NZ however is notoriously slow- all our data ie unemployment, GDP, CPI, PPI and RBNZ decisions are all quarterly so this will make us vulnerable to making decisions too late and having to lift rates quicker and higher or worse still overheating the economy without realizing there is a problem.
The inflation rate data will be very, very interesting. We saw Q1 PPI surging, which is often considered a leading indicator for CPI and in conjunction with GDP higher than estimate RBNZ might have a lot of inflation they need to "look through" in the second half of this year.
The largest driver of the increase was investment in plant, machinery, and equipment, which rose 15.5 percent in the March 2021 quarter
Construction was the main contributor, to the goods-producing industries, rising 6.6 percent
A proposed building regulation reform currently being pushed through its final stages by MBIE could significantly lift construction output and boost related manufacturing activity with the help of a 'modular component manufacturer' scheme (offsite construction and prefab manufacturing).
This scheme has the potential to alleviate some of the chronic skill shortages in construction trades with the help of existing technologies in industrial automation.
I'm going to call it- If the REINZ and corelogic reports show in July and Aug a still rising housing market - then the RBNZ will lift interest rates by a quarter of a percent in August - as a shot across the bow to cool the market.
Initially I had thought with a sluggish GDP they might wait to help out business (with lower debt funding) but all excuses have now left the room.
New Zealand bank economist has got to be one of the easiest jobs in the world. All you need to do is scribble down some prediction on toilet paper each time you take a dump. It doesn't matter if you are right or wrong because you'll scribble something else tommorrow.
Excellent article by Bernard Hickey.
Confirms that even if DTI is implimented than will not be before 2023 and is also correct that NO political wants the housing ponzi to stop and Jacinda Arden has gave personal assurance that under her the ponzi will continue.
Bad new for FHB as they have been and will keep on been screwed only posistion will change.
https://thekaka.substack.com/p/a-chorus-rbnz-gets-dti-tool?token=eyJ1c2…
Timing of mentioning DTI was only to shift attention from ever rising house price.
Yes indeed, with the benefit of hindsight, it was a bad decision.
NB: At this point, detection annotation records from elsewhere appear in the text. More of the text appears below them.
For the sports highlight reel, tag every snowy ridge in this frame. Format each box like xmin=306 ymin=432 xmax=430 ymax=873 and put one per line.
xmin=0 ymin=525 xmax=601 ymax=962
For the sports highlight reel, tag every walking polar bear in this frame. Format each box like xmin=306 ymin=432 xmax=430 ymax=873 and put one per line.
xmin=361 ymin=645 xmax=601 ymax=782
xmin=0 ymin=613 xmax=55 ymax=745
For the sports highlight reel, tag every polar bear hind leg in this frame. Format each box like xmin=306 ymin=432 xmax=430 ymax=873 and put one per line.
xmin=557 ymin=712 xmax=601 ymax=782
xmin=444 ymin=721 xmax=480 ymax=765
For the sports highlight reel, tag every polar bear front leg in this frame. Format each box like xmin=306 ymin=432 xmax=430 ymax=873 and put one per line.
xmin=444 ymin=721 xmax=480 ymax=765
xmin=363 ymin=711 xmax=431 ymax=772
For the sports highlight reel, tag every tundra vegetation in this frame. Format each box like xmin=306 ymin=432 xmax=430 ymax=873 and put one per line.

Luckily I own other real estate which has appreciated in value but yes, in March 2020 I thought it was better to reduce some of my Real Estate as I expected prices to level at best or go down. I was wrong
Ha ha. Crunch time approaching.
Inflation is here already.
Wolf Richter column today in USA shows fed way behind curve and they are talking about 2023 - stroll on.
Now, NZ its no extra mortgage rate cut sweeties and instead, the prospect of cost of loans RISING for first time in 7 years. Oh dear....
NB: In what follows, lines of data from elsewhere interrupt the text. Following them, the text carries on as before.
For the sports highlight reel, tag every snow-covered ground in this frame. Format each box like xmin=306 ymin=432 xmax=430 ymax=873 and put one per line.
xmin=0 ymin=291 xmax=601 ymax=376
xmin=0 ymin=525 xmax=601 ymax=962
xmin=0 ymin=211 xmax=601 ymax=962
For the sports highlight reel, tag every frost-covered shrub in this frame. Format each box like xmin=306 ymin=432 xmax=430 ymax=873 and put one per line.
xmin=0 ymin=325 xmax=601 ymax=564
I've moved so many times ive got the process pretty well sorted, that it's not an issue. I don't have children or pets, I'm in a professional job and landlords always snap me up. If they dont show me loyalty by not raising my rent, I wont show them loyalty by staying. Its that simple. Plenty of rentals in Auckland, its gotten easier to find quality ones with closed borders, and rents actually seem to be going down.
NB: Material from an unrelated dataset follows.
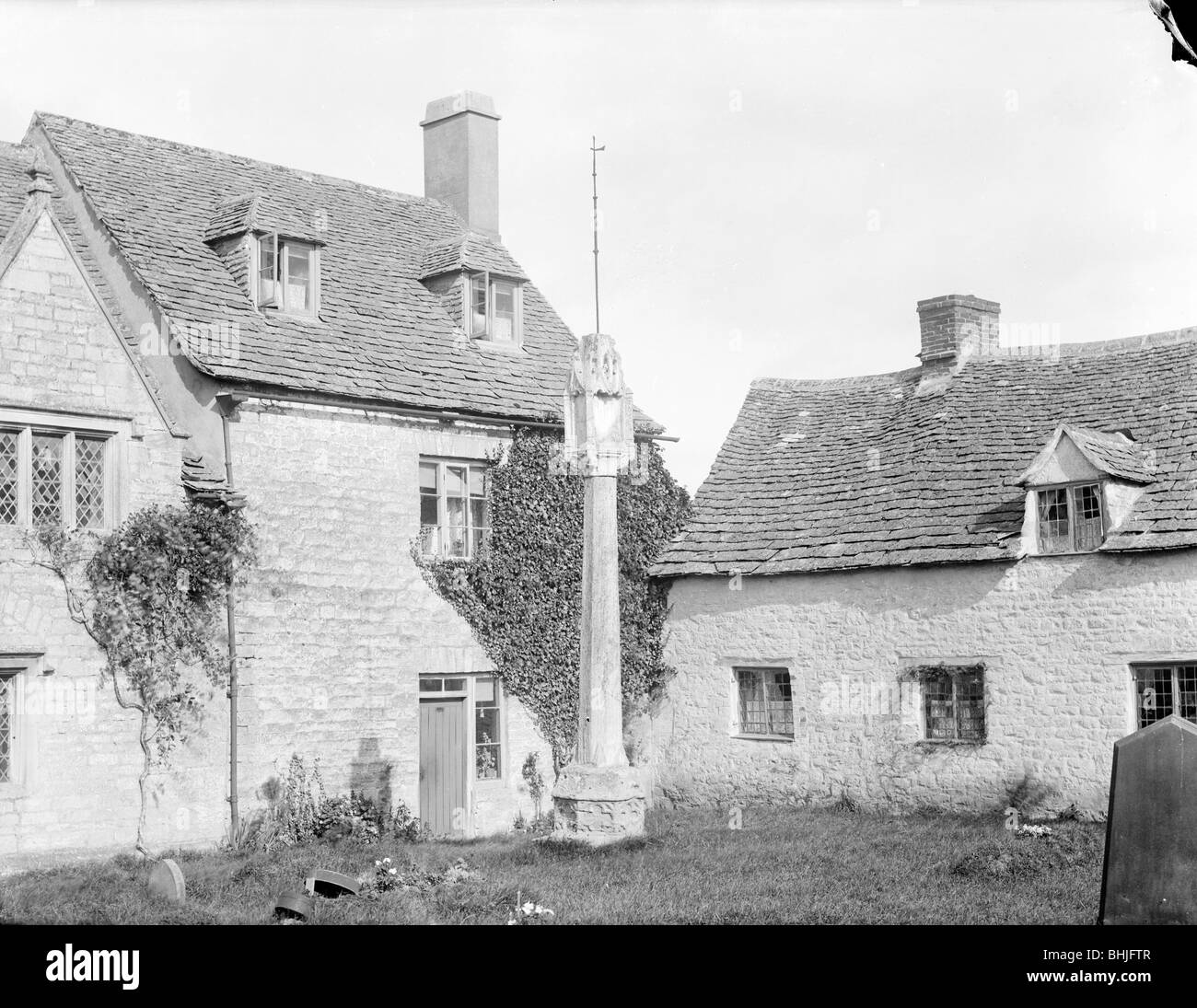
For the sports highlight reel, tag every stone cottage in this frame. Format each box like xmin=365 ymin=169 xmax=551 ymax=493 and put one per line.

Your post is not even satirical. Coworker made about 500k in capital gains in the last 3 years by the virtue of owning a house (through divorce). Yet she has zero savings and struggles if the monthly wage transfer is late one day. Literally a millionaire who can't afford groceries.
The government is big on holding inquiries and making apologies for past wrongdoings that seemed ok at the time, but with hindsight seem outrageous. I wonder what year we will see an apology issued to those tortured by the runaway house prices caused by emergency ocr rates left in place for too long.
Well I would have thought the alternative is that the RBNZ sees the predicted covid collapse of the economy didn't happen and so return the ocr to an appropriate level. It's like watching a young fella driving dads car full of his mates on a metal road....way too slow to react.